7.5 Example
Returning to the Lung function data set from PMA6, lets analyze the relationship between height and FEV for fathers in this data set.
ggplot(fev, aes(y=FFEV1, x=FHEIGHT)) + geom_point() +
xlab("Height") + ylab("FEV1") +
ggtitle("Scatter Diagram with Regression (blue) and Lowess (red) Lines
of FEV1 Versus Height for Fathers.") +
geom_smooth(method="lm", se=FALSE, col="blue") +
geom_smooth(se=FALSE, col="red")
There does appear to be a tendency for taller men to have higher FEV1. The trend is linear, the red lowess trend line follows the blue linear fit line quite well.
Let’s fit a linear model and report the regression parameter estimates.
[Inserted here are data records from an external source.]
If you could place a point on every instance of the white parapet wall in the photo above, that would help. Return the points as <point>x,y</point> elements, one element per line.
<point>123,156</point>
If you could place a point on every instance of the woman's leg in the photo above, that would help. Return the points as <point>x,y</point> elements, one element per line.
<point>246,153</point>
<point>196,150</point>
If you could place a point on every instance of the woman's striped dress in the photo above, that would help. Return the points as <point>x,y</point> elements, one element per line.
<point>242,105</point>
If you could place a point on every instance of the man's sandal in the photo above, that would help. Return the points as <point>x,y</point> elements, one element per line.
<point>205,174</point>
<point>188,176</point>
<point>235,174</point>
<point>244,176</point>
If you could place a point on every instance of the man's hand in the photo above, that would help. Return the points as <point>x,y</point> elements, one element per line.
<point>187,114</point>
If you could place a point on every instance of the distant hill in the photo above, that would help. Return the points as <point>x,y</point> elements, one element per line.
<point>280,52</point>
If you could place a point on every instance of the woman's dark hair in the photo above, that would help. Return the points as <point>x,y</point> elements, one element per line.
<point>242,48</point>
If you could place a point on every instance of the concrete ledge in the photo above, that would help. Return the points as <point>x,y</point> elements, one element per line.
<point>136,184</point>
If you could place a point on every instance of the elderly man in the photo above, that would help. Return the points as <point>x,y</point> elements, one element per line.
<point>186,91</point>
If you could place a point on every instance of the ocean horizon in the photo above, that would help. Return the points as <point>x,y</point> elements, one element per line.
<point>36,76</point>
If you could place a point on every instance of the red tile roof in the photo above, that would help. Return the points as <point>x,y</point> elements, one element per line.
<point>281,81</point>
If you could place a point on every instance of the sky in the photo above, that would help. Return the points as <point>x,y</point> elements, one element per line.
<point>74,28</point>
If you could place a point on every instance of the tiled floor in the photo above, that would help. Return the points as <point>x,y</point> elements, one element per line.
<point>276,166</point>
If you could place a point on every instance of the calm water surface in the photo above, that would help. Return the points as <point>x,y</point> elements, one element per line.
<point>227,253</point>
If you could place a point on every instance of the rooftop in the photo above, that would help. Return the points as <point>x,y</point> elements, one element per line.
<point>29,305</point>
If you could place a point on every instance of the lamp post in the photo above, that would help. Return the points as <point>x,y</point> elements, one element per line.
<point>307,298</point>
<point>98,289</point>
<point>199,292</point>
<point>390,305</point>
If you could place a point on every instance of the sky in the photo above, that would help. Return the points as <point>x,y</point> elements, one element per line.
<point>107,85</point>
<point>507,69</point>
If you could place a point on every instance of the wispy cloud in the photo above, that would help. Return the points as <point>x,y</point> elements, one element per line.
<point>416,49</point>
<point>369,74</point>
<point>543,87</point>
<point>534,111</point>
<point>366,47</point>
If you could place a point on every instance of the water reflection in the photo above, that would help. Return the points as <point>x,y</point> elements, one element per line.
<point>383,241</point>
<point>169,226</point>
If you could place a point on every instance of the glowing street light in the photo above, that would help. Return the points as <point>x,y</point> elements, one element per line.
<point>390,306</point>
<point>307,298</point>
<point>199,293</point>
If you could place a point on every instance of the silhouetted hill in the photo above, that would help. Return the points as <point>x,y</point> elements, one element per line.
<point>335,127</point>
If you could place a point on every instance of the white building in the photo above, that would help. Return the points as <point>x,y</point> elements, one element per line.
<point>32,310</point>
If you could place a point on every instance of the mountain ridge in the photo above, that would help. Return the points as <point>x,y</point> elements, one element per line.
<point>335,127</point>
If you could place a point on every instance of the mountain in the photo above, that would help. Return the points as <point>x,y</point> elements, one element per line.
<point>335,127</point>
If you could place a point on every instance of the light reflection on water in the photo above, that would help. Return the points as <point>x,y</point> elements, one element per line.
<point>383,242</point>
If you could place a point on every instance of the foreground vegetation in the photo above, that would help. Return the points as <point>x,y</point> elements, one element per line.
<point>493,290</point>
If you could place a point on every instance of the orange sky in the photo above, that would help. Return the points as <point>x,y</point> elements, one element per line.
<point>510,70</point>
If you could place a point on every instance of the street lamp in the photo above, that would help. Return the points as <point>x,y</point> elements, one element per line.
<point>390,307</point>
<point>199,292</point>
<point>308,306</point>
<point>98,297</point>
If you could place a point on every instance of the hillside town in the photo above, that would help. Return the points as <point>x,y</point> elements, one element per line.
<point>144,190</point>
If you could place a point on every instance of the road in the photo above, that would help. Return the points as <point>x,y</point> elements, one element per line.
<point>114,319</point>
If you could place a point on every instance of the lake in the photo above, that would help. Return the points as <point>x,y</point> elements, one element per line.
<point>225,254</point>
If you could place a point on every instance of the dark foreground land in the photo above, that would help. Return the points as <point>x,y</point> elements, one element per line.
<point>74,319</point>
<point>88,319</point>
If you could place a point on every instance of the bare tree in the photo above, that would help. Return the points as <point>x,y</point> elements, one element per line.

term | estimate | std.error | statistic | p.value |
---|---|---|---|---|
(Intercept) | -4.087 | 1.152 | -3.548 | 0.001 |
FHEIGHT | 0.118 | 0.017 | 7.106 | 0.000 |
The least squares equation is \(Y = -4.09 + 0.118X\). We can calculate the confidence interval for that estimate using the confint
function.
2.5 % | 97.5 % | |
---|---|---|
(Intercept) | -6.363 | -1.810 |
FHEIGHT | 0.085 | 0.151 |
For ever inch taller a father is, his FEV1 measurement significantly increases by .12 (95%CI: .09, .15, p<.0001).